I refer to luck only because I perceive the other to be in the minority. Also because you can't make someone see it. Even if I tell you it's there (it's not a secret) doesn't mean you'll get it.
And again, my perception is that "getting it" leads to a better life. (For some definition of "better", usually not financial. )
Which doesn't make office workers bad. That's objectively a good life.
The process underneath is busy work to make some learning criteria milestone for accreditation
I agree that that is how many people see it. Possibly even your professors.
Fortunately I went to a place where the professors understood the real goals and made decisions as such.
For example (and this is my history, not advice) I took a couple electives for pure interest sake (I didn't need them to graduate. ) I went to all the lectures. I wrote all the exams and tests.
But I skipped all the prac work. I didn't do any of the weekly assignments. Nominally that meant I couldn't write the final exam. (They don't like people writing and failing, and prac work is correlated to that.)

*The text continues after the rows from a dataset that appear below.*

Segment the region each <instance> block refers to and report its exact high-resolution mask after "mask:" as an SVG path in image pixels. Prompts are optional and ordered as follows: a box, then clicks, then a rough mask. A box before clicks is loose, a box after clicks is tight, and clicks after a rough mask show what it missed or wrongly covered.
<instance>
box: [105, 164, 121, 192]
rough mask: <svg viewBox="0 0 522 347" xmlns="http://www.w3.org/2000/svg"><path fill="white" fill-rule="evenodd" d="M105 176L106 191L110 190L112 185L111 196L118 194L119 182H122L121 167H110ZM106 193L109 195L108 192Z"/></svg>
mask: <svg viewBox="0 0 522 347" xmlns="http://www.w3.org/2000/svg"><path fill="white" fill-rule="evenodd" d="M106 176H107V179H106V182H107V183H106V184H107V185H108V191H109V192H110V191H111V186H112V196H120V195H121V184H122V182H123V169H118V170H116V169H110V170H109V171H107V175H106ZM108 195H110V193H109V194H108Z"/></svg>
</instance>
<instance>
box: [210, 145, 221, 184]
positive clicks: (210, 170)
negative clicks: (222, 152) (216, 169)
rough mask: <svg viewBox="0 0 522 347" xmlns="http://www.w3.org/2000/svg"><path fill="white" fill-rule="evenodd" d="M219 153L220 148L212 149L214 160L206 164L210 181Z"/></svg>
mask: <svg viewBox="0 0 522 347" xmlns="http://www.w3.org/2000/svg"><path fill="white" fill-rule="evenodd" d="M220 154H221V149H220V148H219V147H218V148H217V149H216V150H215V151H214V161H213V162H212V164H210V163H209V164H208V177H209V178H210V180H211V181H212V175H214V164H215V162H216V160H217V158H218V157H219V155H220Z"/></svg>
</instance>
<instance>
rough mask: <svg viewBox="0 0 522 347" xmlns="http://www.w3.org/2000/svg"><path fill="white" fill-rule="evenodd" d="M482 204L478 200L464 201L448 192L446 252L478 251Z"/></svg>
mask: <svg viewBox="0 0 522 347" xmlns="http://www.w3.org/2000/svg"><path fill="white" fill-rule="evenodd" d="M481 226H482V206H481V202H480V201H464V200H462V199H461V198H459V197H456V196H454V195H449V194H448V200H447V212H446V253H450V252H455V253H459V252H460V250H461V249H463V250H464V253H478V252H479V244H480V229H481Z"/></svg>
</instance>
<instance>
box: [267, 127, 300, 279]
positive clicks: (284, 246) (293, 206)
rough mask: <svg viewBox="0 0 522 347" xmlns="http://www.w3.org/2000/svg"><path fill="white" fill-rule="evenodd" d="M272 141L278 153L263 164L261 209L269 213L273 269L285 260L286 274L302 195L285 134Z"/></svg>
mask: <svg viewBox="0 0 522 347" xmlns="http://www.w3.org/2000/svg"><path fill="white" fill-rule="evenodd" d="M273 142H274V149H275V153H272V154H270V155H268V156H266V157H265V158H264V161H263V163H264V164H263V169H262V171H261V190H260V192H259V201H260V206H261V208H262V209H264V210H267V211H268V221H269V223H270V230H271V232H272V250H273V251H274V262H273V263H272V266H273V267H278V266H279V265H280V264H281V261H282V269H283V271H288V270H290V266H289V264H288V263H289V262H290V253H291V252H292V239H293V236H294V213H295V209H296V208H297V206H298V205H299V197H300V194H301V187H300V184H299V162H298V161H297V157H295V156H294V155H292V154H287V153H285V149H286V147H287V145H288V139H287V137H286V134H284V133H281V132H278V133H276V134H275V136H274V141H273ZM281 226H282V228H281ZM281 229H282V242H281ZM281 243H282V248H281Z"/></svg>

But I went to see both professors. Both knew me (at least by sight, not name.) I explained why the prac work was not important to me (it covered the same process as I'd learned in other courses and the minutiae of the material was irrelevant to me.) My test scores showed I would pass. Both gave me an exemption snd let me write (and I passed.)
I don't recommend this. YMMV. But I hindsight I think maybe they understood I was there to learn process, not material. I was there to add to my big picture, not because I was going to be an oceanographer or astronomer.
I can't even say that I used anything from those courses in my career, although I did write a system for a marine company once, so maybe :)
Yep. I gave a similar speech on the first day of every English 101 class I ever taught. (Though, damn, I wish I'd had as concise a formulation as your list of skills. Nicely done.) In my case I largely hoped to head off the resentment that STEM majors frequently expressed about how come they were required to take something so irrelevant to their eventual careers as writing. It sometimes worked.
I didn't get to take English at college, but I've spent a lot of my career writing and training. I've written a couple text books, and more documentation than I care to remember.
Writing well is definitely a skill worth learning. Communication is the single most important thing to career advancement.
You and I both know that! Try explaining it to 18-year olds who hate writing° and think coding / maths / lab-work is all they'll ever need. It doesn't go well.
°The real problem was that they didn't read. Sadly, I could pretty much predict the grade-distribution on the first day of class with one question: "have you ever read anything for fun?"
The students who regularly read books and magazines (hell, even comic books) were going to get As, once they figured out how to put an argument together. The kids who'd maybe read Harry Potter a few years back (this was ten years ago) would end up with Bs, or Cs if they slacked off. The STEM folks who read technical manuals were solid Cs, and Bs if they worked at it. The at least half who'd literally never read anything outside the classroom were going to struggle to pass. I taught my ass off, and spent unlimited office hours with anyone who'd come to them, but there's only so much that class-work can do.
This article makes it sound like it's only got worse since.